Aligner les petites cases des plannings à l'écran, c'est plus simple, je préfère. Suffit de prendre un des rendez-vous dans la liste des évènements sans date, et de le glisser sur l'emploi du temps d'un des gars. À la fin, ça fait un joli patchwork coloré, ça me distrait, ça m'évite de penser à autre chose.

Puis je sais pas si un jour j'ai vu meilleur environnement de travail : j'ai mon bureau à moi, probablement dans la plus jolie pièce des locaux d'Enna, avec un canapé sur lequel mon copain tape ses meilleures siestes, et surtout, surtout, le petit lit de Michka juste à côté de moi. Ça fait déjà au moins 2h30 voire 3h que je m'affaire à finaliser les plannings pour cet été, et mon bébé n'a pas ouvert les yeux depuis, étalé en étoile sur son petit matelas.

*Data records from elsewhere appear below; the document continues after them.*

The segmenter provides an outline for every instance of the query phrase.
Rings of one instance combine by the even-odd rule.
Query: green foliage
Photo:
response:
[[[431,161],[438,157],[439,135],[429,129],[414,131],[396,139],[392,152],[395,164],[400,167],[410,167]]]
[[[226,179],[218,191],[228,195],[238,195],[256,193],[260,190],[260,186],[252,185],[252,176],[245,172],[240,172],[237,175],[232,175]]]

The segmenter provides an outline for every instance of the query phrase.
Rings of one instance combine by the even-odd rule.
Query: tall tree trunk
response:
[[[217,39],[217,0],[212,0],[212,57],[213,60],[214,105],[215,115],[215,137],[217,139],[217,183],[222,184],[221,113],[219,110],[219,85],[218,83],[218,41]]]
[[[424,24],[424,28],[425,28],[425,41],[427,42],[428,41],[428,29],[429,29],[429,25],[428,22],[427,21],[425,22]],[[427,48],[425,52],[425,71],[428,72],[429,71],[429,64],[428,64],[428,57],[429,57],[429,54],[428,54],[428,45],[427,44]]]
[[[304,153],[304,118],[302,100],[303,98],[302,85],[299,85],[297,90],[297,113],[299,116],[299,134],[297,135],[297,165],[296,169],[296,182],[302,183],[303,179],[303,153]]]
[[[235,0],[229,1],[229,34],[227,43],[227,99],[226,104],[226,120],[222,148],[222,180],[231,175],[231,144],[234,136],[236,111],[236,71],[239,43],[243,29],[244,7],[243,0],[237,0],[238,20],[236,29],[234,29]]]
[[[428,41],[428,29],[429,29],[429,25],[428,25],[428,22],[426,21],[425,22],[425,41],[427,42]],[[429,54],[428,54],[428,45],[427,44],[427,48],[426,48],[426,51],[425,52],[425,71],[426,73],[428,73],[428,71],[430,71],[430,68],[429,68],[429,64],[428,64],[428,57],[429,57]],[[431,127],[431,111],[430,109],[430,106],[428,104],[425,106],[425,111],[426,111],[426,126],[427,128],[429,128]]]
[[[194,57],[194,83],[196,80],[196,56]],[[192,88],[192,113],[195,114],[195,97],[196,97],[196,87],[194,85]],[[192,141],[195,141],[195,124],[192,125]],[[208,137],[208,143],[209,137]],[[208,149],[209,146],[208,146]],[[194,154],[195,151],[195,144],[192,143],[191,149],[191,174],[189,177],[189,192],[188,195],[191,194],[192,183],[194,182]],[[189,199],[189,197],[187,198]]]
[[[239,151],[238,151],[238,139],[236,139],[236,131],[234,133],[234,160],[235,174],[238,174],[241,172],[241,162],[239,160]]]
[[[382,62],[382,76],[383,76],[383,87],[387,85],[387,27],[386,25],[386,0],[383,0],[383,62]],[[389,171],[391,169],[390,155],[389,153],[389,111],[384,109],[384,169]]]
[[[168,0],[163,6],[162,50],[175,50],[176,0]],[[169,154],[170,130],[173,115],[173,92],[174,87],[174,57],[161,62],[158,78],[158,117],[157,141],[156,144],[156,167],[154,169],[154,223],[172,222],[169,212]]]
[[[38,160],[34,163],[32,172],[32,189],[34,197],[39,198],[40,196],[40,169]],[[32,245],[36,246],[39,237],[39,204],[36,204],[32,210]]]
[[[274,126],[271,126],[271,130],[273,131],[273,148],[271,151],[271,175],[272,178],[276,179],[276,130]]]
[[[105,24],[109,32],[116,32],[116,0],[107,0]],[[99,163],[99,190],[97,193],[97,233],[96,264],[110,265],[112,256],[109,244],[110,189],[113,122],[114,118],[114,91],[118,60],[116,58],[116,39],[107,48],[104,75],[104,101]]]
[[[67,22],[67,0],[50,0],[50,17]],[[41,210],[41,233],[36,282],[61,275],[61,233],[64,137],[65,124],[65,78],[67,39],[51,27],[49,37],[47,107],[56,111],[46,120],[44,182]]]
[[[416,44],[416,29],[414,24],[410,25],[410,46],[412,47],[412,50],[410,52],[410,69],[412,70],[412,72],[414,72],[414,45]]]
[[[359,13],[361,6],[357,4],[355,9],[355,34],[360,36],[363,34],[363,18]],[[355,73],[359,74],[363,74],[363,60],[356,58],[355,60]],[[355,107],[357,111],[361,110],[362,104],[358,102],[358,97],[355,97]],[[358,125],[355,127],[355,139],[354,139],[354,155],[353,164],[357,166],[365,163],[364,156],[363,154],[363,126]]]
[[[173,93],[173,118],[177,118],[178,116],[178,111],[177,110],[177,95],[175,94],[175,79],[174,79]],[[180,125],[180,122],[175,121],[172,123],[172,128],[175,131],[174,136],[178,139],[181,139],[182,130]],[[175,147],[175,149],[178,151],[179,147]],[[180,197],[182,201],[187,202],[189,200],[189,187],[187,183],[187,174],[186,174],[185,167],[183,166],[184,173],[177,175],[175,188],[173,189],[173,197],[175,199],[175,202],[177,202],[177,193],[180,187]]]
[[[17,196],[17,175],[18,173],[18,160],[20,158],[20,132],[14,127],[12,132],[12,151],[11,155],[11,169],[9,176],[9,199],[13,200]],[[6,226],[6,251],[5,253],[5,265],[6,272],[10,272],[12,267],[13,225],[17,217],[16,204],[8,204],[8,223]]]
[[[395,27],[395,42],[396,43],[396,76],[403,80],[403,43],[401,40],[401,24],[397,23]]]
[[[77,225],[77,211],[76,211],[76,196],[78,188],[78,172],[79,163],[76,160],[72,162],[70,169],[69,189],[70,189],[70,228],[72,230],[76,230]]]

- Lili, je sens le regard de Ben sur moi quand je me penche au-dessus du berceau pour glisser mes doigts le long des joues de Michka, je sais que même si tu fais comme si tout allait bien, tu y penses. Tu veux pas en parler ? Même juste un tout petit peu ?

C'est le même cinéma depuis ce week-end : que ce soit lui ou Alex, y a pas une seule occasion qu'ils ratent pour essayer de me bassiner avec la convocation à Nanterre. Dès que Mathieu va à la douche le matin, dès que les gars passent en studio et que je me retrouve seule dans le bureau, dès que je vais faire les courses, ou sur le trajet pour aller chercher Enzo au collège.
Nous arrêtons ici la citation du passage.